文化・ライフ

 先日、同門(木谷實九段門下生)の小林光一九段と久しぶりに碁盤を離れ、食事をする機会がありました。小林九段と言えば、タイトル獲得数60余り。現役棋士の中で最も多く名誉称号を持っている棋士。(現在は、棋聖、名人、碁聖)名誉称号とは、そのタイトル戦を連続5期保持するか、あるいは通算10回取るかという至難の業、輝かしい戦歴の持ち主です。

 小林九段と私は同世代、私が中学3年生の時、名古屋から上京した頃、彼も北海道の旭川市から上京と、まさに同期です。

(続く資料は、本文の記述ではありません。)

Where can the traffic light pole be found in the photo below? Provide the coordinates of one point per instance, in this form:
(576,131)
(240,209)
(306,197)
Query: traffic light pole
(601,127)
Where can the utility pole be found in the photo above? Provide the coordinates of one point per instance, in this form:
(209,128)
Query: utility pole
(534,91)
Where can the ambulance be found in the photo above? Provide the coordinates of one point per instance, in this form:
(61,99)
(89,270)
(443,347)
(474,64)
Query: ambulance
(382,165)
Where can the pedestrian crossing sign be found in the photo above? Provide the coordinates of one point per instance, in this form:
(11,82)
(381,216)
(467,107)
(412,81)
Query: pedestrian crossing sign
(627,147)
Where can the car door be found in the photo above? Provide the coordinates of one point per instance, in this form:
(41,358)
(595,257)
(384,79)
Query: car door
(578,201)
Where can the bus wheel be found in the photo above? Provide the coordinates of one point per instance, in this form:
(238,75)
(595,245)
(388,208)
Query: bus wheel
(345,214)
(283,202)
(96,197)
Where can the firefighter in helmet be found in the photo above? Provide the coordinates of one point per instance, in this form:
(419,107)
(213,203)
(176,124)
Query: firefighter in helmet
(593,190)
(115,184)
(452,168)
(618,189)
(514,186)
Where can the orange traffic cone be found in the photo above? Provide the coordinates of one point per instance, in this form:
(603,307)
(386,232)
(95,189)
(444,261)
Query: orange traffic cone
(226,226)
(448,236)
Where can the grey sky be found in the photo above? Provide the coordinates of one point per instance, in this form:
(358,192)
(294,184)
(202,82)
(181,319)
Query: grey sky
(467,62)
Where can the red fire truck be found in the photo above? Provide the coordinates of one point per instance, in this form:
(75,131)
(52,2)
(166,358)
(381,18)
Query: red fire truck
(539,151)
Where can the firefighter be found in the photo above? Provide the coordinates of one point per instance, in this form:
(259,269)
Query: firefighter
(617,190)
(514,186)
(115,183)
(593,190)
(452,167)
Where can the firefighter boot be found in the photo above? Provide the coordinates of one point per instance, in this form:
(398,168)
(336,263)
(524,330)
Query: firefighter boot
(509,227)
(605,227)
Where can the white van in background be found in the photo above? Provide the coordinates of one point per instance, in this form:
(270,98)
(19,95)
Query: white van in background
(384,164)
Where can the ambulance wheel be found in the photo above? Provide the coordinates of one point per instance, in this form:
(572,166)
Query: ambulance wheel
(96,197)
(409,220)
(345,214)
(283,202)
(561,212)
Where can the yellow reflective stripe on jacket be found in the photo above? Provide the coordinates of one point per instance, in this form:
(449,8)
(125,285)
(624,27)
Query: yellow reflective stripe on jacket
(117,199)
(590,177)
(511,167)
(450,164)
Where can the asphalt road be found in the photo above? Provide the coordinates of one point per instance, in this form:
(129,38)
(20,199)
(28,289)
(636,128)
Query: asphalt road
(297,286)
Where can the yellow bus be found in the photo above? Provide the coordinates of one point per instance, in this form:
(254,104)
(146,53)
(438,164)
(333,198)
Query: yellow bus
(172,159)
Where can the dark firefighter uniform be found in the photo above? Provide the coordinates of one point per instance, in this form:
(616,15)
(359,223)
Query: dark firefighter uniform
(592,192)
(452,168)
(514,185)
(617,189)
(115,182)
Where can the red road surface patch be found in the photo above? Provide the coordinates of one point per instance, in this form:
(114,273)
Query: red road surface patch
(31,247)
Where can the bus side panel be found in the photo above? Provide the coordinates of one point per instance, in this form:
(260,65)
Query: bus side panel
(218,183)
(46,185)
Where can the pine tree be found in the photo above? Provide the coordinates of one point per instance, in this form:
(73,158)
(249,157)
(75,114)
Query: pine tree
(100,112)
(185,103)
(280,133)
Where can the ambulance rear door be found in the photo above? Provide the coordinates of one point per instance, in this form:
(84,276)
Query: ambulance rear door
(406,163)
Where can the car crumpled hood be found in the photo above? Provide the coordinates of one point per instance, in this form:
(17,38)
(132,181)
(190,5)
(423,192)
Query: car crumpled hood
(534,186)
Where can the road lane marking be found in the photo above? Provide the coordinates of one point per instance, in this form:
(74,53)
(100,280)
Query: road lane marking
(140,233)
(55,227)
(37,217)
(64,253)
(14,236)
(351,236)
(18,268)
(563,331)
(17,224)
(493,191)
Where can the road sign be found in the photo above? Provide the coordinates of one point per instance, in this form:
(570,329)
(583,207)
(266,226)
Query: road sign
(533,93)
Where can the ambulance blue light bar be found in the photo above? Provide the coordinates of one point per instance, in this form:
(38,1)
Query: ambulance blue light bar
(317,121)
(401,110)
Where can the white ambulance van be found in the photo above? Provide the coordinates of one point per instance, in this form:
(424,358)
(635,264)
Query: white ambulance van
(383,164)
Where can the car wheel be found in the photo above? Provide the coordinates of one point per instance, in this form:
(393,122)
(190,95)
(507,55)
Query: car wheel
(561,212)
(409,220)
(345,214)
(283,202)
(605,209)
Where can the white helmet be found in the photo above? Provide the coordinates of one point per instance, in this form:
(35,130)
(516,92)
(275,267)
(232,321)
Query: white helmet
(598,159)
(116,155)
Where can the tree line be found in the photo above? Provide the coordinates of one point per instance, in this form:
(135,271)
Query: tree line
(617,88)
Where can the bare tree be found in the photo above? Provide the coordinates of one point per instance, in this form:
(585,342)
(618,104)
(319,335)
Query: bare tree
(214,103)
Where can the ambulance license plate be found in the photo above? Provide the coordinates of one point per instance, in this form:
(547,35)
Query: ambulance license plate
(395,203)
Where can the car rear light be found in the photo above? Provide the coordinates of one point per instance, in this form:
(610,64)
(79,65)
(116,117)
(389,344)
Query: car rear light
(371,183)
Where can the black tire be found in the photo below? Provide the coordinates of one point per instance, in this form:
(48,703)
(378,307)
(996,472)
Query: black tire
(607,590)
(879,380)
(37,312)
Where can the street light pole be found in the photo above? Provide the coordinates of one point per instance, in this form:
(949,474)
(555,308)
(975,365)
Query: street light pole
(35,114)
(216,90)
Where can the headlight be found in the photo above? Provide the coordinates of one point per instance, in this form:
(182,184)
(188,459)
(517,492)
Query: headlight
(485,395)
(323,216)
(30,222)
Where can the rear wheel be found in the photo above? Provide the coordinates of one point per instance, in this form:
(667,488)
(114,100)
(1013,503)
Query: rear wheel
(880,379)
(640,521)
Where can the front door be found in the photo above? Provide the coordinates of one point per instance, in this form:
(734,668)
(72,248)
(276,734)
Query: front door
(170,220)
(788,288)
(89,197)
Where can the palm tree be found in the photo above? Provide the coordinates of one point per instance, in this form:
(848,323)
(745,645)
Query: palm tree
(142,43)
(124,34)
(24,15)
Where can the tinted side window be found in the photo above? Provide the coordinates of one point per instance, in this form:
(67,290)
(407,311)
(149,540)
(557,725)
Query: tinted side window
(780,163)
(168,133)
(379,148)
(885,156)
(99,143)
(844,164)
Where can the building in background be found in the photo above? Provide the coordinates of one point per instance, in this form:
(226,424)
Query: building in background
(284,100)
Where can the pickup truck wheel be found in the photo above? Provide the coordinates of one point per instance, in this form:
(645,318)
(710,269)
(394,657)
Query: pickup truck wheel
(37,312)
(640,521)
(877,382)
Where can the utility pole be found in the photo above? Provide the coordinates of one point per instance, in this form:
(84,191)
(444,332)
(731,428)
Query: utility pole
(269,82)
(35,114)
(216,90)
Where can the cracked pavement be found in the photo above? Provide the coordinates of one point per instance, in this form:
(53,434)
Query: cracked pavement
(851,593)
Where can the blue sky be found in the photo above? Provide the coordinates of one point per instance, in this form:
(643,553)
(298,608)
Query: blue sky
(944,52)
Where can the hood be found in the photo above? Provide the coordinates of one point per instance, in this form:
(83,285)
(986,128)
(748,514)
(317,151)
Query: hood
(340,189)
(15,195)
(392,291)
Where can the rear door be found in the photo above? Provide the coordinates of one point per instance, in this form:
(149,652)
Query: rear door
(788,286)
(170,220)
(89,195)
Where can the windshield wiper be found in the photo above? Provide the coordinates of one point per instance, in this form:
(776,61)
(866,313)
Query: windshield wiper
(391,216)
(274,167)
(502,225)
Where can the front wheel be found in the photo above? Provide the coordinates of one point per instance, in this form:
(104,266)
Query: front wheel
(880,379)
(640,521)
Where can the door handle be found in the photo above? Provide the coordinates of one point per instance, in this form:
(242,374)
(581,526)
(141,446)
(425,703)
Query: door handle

 お酒も入り、ふと昔話に花が咲きました。私にとって彼の印象は、いつも碁盤の前に座っている真面目な人。ある冬の朝、お手伝いをするために、5時半過ぎに起きてきた時、既に勉強していた小林九段のシルエットが目に焼き付いています。

 小林九段は当時のことを振り返り、

「僕の家は恵まれていたから周りの大人も気を使ってくれてね。食事の好き嫌いも多くある意味わがままな少年で……。ところが道場に来てびっくり。好き嫌いなど言っていられないし、甘えられない。それより年下ではるかに強い少年(趙治勲九段)がいる。兄弟子も強い。プロになれなかったら旭川には帰れないし、強くならないとどうしようもない。もう必死だったし、謙虚さも知った。僕は碁を覚えていなかったらきっと傲慢な大人になっていたと思うよ。

 子どもにとって環境って大切だね。1つの目標に向かって進める空気が流れていた道場のお陰だよ」と少年のような笑顔で話してくれた小林九段。

 本当にそう。今そのような場所がたくさんあれば目標のために自分自身を律し、生きていくための楽しみがもっと見つけられる。と、ふたりで教育論にも話題が発展した楽しい有意義なひと時でした。